The same protocol is applied to the base and fine-tuned models so the delta is a fair comparison. Both held-out sets are disjoint from training: the retrieval split is the dataset's wiki_retrieval_eval/test; FLORES+ training only ever sees dev (via the dataset's validation split), so devtest stays clean.
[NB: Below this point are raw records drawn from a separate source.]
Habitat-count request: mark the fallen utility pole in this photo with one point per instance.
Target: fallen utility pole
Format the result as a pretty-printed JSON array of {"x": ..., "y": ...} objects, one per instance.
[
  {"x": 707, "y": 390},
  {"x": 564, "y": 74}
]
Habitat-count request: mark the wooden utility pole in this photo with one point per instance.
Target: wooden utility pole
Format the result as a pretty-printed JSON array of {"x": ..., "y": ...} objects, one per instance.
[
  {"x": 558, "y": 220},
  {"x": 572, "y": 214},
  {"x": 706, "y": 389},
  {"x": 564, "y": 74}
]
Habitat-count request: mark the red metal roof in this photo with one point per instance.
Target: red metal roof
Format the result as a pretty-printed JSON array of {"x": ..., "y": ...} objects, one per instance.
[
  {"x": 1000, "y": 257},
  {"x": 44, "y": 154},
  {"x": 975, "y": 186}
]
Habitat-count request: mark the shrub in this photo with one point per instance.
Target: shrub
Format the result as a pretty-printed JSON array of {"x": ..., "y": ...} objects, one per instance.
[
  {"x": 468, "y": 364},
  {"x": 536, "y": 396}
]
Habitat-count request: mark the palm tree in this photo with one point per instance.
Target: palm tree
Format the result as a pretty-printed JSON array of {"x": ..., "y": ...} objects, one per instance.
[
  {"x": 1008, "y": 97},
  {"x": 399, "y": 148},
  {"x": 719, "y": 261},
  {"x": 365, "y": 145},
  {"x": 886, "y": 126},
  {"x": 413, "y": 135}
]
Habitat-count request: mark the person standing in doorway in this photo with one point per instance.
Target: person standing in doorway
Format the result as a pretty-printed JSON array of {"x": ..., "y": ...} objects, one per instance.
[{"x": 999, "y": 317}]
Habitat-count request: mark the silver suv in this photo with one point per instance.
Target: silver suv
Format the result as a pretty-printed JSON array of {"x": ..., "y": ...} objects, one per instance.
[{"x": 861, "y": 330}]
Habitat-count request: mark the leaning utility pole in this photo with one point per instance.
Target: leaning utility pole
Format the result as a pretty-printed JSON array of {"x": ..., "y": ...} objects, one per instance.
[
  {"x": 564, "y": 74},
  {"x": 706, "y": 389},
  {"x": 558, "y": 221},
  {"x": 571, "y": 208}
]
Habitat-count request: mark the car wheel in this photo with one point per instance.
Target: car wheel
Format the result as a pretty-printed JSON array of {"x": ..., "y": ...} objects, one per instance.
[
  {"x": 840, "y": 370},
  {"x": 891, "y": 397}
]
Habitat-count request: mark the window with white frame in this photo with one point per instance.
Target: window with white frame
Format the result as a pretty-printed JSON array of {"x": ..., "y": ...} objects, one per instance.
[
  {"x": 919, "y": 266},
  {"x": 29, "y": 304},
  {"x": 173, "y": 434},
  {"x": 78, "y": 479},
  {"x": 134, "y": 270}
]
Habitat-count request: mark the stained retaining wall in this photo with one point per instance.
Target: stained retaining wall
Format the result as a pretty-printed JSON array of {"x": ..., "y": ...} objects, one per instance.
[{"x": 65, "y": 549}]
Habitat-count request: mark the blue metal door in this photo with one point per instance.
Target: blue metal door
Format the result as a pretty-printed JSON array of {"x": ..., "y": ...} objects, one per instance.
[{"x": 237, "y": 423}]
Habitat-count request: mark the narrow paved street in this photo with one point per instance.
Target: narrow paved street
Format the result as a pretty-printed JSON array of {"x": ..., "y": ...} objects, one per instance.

Monolingual Uzbek retrieval — `wiki_retrieval_eval/test` (5,000 title→paragraph)

Metric	Base	Fine-tuned	Δ
Recall@1	0.9868	0.9914	+0.0046
Recall@5	0.9948	0.9964	+0.0016
Recall@10	0.9962	0.9972	+0.0010
MRR@10	0.9904	0.9936	+0.0032
nDCG@10	0.9918	0.9945	+0.0027

Cross-lingual uz↔en bitext — FLORES+ `devtest` (1,012 pairs)

Metric	Base	Fine-tuned	Δ
uz→en accuracy	0.9713	0.9901	+0.0188
en→uz accuracy	0.9852	0.9852	+0.0000
Mean accuracy	0.9783	0.9876	+0.0094

The base is already near the ceiling for Uzbek, so the gains are small but every metric improves — the fine-tuned model dominates the base and is the one shipped.

Training data

sukhrobnurali/uzbek-embedding-pairs — 356,278 (anchor, positive) pairs in the default/train split, used as-is:

Source	Share	Pair type
Uzbek Wikipedia	~56%	title ↔ paragraph
OPUS-100 uz↔en	~34%	parallel sentence ↔ translation
Latin↔Cyrillic	~10%	same sentence, two scripts

Anchors are prefixed query: and positives passage: at training time, matching the retrieval framing used at inference.

Limitations

Low-resource language: coverage is thinner than for high-resource languages, and rare domains (legal, medical, dialectal) are under-represented.
Part of the data is OPUS-100, which carries machine-translation noise.
The monolingual eval is a title→paragraph proxy for retrieval, not a curated query set.
Trained on Latin-script Uzbek; Cyrillic appears only via the script-pair source, so Cyrillic retrieval quality is less thoroughly evaluated.

Reproducibility

Fixed seed (42); 1 epoch of MultipleNegativesRankingLoss with in-batch negatives, batch size 192, lr 2e-5, 10% warmup, max_seq_length=192, bf16 on Ampere. All hyperparameters live in config.py; training and evaluation scripts are in the training repository.

License

MIT, inherited from the base model intfloat/multilingual-e5-small.